Berdasarkan konsep tersebut, kata dia, maka bisa dipastikan gerhana matahari terjadi ketika bulan baru, akan tetapi setiap bulan baru belum tentu terjadi gerhana.
Begitu juga dengan gerhana bulan yang pasti terjadi ketika bulan purnama, tetapi setiap bulan purnama belum tentu terjadi gerhana.
“Apabila hari ini terjadi gerhana matahari, maka besok sudah masuk bulan baru hijriah. Akan tetapi kembali lagi kepada waktu terjadinya gerhana, jika gerhana terjadi di waktu antara pagi sampai siang, maka besok kemungkinan besar sudah bulan baru karena tinggi hilal sudah berada di atas ufuk,” tulis dia.

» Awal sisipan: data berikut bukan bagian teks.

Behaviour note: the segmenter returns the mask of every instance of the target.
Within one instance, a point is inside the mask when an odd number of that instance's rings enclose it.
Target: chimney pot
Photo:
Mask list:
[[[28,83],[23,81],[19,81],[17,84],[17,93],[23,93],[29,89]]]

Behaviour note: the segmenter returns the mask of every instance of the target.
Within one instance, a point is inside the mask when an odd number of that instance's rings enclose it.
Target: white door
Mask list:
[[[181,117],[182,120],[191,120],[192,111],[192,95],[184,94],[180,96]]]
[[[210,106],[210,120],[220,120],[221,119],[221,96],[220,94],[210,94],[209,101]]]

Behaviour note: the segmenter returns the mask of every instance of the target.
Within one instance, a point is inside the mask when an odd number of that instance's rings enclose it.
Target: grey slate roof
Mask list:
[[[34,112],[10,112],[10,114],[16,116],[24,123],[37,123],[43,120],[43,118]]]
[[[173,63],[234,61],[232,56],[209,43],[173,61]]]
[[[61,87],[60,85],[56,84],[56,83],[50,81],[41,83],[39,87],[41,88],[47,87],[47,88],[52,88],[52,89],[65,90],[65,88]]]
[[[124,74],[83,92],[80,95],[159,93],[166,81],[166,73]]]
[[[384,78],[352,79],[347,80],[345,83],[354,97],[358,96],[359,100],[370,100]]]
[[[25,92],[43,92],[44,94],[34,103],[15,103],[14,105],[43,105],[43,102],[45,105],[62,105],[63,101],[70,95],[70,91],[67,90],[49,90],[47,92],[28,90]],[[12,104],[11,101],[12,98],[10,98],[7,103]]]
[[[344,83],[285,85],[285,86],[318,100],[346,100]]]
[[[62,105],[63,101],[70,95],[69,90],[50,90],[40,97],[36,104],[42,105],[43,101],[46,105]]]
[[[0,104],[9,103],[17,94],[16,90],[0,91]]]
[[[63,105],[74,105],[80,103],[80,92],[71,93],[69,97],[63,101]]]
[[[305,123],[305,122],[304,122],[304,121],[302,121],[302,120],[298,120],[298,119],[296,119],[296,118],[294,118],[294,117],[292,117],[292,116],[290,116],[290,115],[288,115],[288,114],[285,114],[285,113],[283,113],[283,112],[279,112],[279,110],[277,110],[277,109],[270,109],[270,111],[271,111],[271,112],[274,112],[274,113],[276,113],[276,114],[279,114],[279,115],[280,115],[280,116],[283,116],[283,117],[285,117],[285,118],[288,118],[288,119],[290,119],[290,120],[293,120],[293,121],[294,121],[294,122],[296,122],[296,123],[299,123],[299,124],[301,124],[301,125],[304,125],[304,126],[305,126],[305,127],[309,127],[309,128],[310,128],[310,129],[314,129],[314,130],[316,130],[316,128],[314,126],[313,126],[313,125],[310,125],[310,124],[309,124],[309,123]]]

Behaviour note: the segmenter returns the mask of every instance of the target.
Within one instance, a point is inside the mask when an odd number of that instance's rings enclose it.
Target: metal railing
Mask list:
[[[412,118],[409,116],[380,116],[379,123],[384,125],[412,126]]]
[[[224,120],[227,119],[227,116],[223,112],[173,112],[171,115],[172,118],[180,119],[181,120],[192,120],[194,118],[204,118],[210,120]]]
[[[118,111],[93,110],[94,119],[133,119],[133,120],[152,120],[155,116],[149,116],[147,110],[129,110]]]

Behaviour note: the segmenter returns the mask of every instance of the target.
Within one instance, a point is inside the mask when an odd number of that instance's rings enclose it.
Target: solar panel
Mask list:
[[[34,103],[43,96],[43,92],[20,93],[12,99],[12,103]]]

“Akan tetapi apabila gerhana matahari terjadi ketika sore, maka hilal kemungkinan masih di bawah ufuk dan besok belum masuk bulan baru,” imbuh dia.
Ia mengatakan gerhana matahari tahun ini terjadi di bulan Ramadan, sehingga menyita perhatian banyak orang sebab berkaitan dengan penentuan Idulfitri.

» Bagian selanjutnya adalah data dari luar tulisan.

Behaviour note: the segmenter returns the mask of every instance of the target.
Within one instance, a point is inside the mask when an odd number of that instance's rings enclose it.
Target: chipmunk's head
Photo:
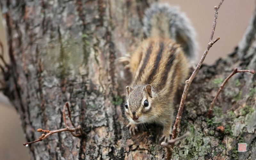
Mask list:
[[[129,121],[138,124],[148,122],[152,112],[155,93],[150,84],[126,87],[127,101],[125,115]],[[150,119],[150,118],[149,118]]]

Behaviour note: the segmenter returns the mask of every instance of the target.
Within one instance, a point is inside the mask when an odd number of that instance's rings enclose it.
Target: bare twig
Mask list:
[[[233,76],[233,75],[236,74],[238,72],[250,72],[252,74],[254,74],[255,72],[254,70],[237,70],[237,68],[235,68],[234,70],[233,70],[233,71],[232,73],[229,75],[228,77],[227,77],[226,79],[223,81],[221,84],[220,85],[220,88],[219,89],[219,90],[218,90],[218,92],[217,92],[217,93],[216,94],[216,95],[215,95],[215,97],[214,97],[213,100],[212,100],[212,101],[211,103],[211,106],[210,106],[210,108],[209,108],[209,110],[208,110],[208,112],[207,113],[207,117],[208,118],[210,117],[211,116],[211,115],[212,114],[212,109],[213,108],[213,104],[214,104],[214,103],[215,102],[215,101],[218,98],[218,96],[219,96],[219,94],[220,94],[220,92],[222,91],[222,89],[223,89],[223,87],[224,87],[224,86],[225,85],[227,82],[228,82],[228,81],[229,79],[229,78],[231,77],[232,76]]]
[[[58,133],[59,132],[62,132],[69,131],[70,132],[74,132],[77,130],[80,130],[81,128],[81,126],[79,125],[78,127],[76,127],[73,128],[63,128],[62,129],[60,129],[57,130],[54,130],[54,131],[49,131],[48,130],[44,130],[41,128],[39,128],[36,130],[38,132],[46,132],[48,133],[45,134],[44,133],[43,133],[42,134],[42,136],[39,137],[38,140],[32,142],[29,142],[27,143],[24,143],[23,144],[23,145],[24,146],[28,146],[27,145],[36,142],[38,142],[39,141],[42,141],[44,139],[48,137],[51,134],[56,133]]]
[[[42,141],[46,137],[48,137],[49,135],[51,135],[51,134],[52,134],[54,133],[58,133],[59,132],[65,132],[65,131],[70,132],[72,134],[72,135],[73,136],[77,137],[86,137],[86,136],[87,136],[86,134],[86,133],[84,132],[84,131],[83,130],[81,125],[78,125],[77,127],[74,127],[72,128],[70,128],[68,127],[68,124],[66,122],[66,115],[65,114],[65,108],[68,108],[68,117],[69,117],[69,120],[71,122],[71,124],[72,124],[72,125],[73,125],[73,123],[72,122],[72,121],[71,120],[71,116],[70,115],[70,110],[69,110],[69,108],[68,107],[68,106],[69,106],[68,103],[67,102],[66,103],[66,105],[64,105],[63,107],[63,110],[62,111],[62,113],[63,113],[63,121],[64,121],[64,123],[65,124],[65,125],[66,126],[66,128],[63,128],[62,129],[60,129],[57,130],[54,130],[54,131],[44,130],[41,129],[41,128],[39,128],[36,130],[36,131],[37,131],[38,132],[44,132],[48,133],[46,134],[45,134],[44,133],[43,133],[42,134],[41,136],[39,137],[39,138],[38,138],[38,139],[37,140],[34,140],[34,141],[32,141],[31,142],[28,142],[27,143],[24,143],[23,144],[23,145],[27,146],[29,144],[38,142],[39,141]],[[75,133],[74,133],[74,132],[77,131],[80,131],[80,133],[76,134]]]
[[[180,101],[180,106],[179,108],[179,110],[178,110],[178,112],[177,114],[176,120],[175,121],[175,123],[174,123],[174,124],[173,125],[173,128],[172,134],[172,139],[176,139],[177,137],[177,135],[179,133],[179,129],[180,128],[180,119],[181,118],[182,111],[183,109],[183,107],[184,106],[184,103],[185,101],[185,100],[186,99],[187,97],[187,95],[188,94],[188,88],[189,87],[189,86],[191,84],[191,83],[195,76],[196,75],[196,74],[198,72],[199,69],[201,67],[201,66],[202,66],[203,62],[204,60],[204,59],[205,58],[206,55],[207,55],[207,53],[208,53],[208,52],[209,51],[209,50],[210,49],[210,48],[212,47],[212,45],[214,44],[214,43],[215,43],[215,42],[217,42],[217,41],[220,39],[220,37],[218,37],[214,41],[212,41],[213,34],[214,34],[214,31],[215,30],[215,27],[216,26],[216,20],[217,20],[217,18],[218,18],[218,11],[220,9],[220,6],[221,5],[221,4],[222,4],[222,3],[224,1],[224,0],[221,0],[220,3],[219,4],[219,5],[217,6],[215,6],[214,7],[214,9],[215,10],[214,20],[213,20],[212,28],[212,32],[211,33],[210,39],[209,40],[208,44],[207,45],[207,47],[206,47],[206,49],[204,51],[204,54],[203,54],[203,56],[202,56],[202,57],[201,58],[201,59],[200,60],[199,63],[196,66],[196,69],[193,72],[193,73],[192,74],[192,75],[191,75],[190,77],[189,77],[189,78],[188,80],[187,80],[186,81],[185,87],[184,89],[184,90],[183,92],[183,93],[182,94],[182,96],[181,97],[181,99]],[[169,149],[168,147],[166,148],[166,153],[165,154],[165,159],[171,159],[171,158],[172,157],[172,154],[173,148],[174,147],[174,143],[173,143],[170,145],[169,146],[171,147],[171,149]],[[169,151],[170,151],[170,153],[167,153],[168,151],[168,150],[169,150]],[[168,156],[167,156],[167,154],[168,154]]]
[[[190,132],[188,132],[183,135],[175,139],[170,140],[166,142],[163,142],[161,143],[161,145],[165,147],[169,147],[169,145],[173,144],[177,141],[182,140],[183,138],[187,137],[188,136],[189,136],[189,135],[190,135]]]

Najmuddin menjelaskan tinggi hilal pada 29 Ramadhan 1444 H atau 20 April 2023 (hari terjadinya gerhana matahari) di Banda Aceh adalah 2°21,39′.
Tinggal hilal itu sudah cukup masuk kriteria hisab hakiki wujudul hilal, sehingga Jumat (21/4) sudah masuk bulan Syawwal.
Akan tetapi tinggi hilal tersebut belum memenuhi kriteria MABIMS (kumpulan Menteri Agama Brunei Darussalam, Indonesia, Malaysia, dan Singapura guna mengusahakan unifikasi kalender Hijriah) yang mensyaratkan tinggi hilal 3° dan elongasi 6,4°.
“Oleh karena belum memenuhi kriteria MABIMS, maka besok belum masuk bulan baru dan Syawal akan dimulai lusa (tanggal 22 April 2023). Perbedaan metode penentuan awal bulan di atas akan mengakibatkan Idulfitri nanti tidak dilaksanakan secara serentak,” tulisnya.